Having a “constant MRI” on the Authority’s power plants and substations “is extremely, extremely important,” Quiniones said. “We’re cataloguing all the savings – we’re over $5 million in savings just from analyzing trends. We’re not even doing fancy AI or machine learning this point. That will come later.”
“We’re going to be increasing the sensors to about 90,000 by the end of next year,” Quiniones said.
“We’ve announced recently that we are doing the same with our customers. We are going to digitize the energy systems of our customers,” he said. “Slowly but surely, we’re digitizing every part of our business including the internal parts.”
An IT system to overlay the grid
At a later point, Quiniones said that he would like to see “a future where it’s going to be really simple for customers.”
He said that there is a need “to create a new IT system that overlays the power grid. An IT system that simultaneously solves the physics of the grid,” as well as the economics/regulatory part of the grid.
When asked to describe what NYPA may look like 20 years from now, Quiniones said that “we could be that entity between the utility and customers. I’ve always said to our team that NYPA must put the customer at the center of this transformation, so everything we do we always ask, what customer problem are we trying to solve because we don’t want to be enamored with technology for technology’s sake.”
Kann asked whether this means NYPA could become the disintermediator of the utility.

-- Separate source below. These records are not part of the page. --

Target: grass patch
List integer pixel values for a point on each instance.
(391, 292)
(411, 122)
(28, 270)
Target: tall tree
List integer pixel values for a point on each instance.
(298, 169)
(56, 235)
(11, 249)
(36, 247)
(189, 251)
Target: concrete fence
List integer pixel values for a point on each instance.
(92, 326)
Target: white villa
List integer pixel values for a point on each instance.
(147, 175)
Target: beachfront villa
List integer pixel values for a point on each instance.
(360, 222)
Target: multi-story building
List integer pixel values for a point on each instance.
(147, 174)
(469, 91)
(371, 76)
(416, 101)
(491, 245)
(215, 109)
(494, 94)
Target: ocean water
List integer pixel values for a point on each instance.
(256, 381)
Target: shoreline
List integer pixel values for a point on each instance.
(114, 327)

“In many ways, we do that now,” Quiniones responded. “We are not the distribution utility, but we have customers and we pay distribution charges to the distribution utilities,” he said.

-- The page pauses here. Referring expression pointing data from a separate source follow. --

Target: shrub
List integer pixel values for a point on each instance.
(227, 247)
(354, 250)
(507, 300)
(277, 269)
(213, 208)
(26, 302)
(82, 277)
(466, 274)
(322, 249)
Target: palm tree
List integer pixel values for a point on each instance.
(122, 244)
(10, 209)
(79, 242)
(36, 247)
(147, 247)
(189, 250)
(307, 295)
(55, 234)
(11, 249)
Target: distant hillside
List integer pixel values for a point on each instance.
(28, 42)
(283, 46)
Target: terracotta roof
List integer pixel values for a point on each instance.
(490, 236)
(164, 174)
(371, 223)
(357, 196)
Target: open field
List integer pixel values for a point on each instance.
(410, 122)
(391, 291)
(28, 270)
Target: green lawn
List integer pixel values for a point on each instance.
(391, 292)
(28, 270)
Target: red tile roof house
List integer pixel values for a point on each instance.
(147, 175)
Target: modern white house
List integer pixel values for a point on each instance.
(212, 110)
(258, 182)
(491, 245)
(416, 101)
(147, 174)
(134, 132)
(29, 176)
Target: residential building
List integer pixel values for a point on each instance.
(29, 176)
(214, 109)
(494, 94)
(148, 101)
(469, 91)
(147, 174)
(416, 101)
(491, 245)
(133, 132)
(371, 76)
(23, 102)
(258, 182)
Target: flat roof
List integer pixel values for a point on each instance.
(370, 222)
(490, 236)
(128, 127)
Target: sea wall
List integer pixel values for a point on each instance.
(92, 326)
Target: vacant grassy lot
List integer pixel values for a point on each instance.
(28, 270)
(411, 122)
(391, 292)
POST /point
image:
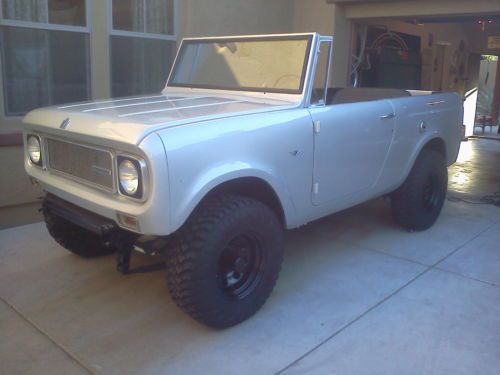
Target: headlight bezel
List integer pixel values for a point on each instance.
(140, 167)
(38, 139)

“We do about $300 million a year in behind-the-meter services, so we already do a lot of customer business today and I can just see that going up, especially with our recent announcements” such as the EV initiative, he said.
Meanwhile, Quiniones also said that “we are going to study every country in Europe” that has pursued offshore wind. “We want to learn everything – what worked, what didn’t work – in those countries that built offshore wind,” prior to New York embarking on its effort to have 2.4 gigawatts of offshore wind by 2030.
Cuomo on Jan. 29 released a comprehensive New York State offshore wind master plan that sets forth the state’s strategy for meeting its goal of having 2,400 megawatts of offshore wind energy generation by 2030.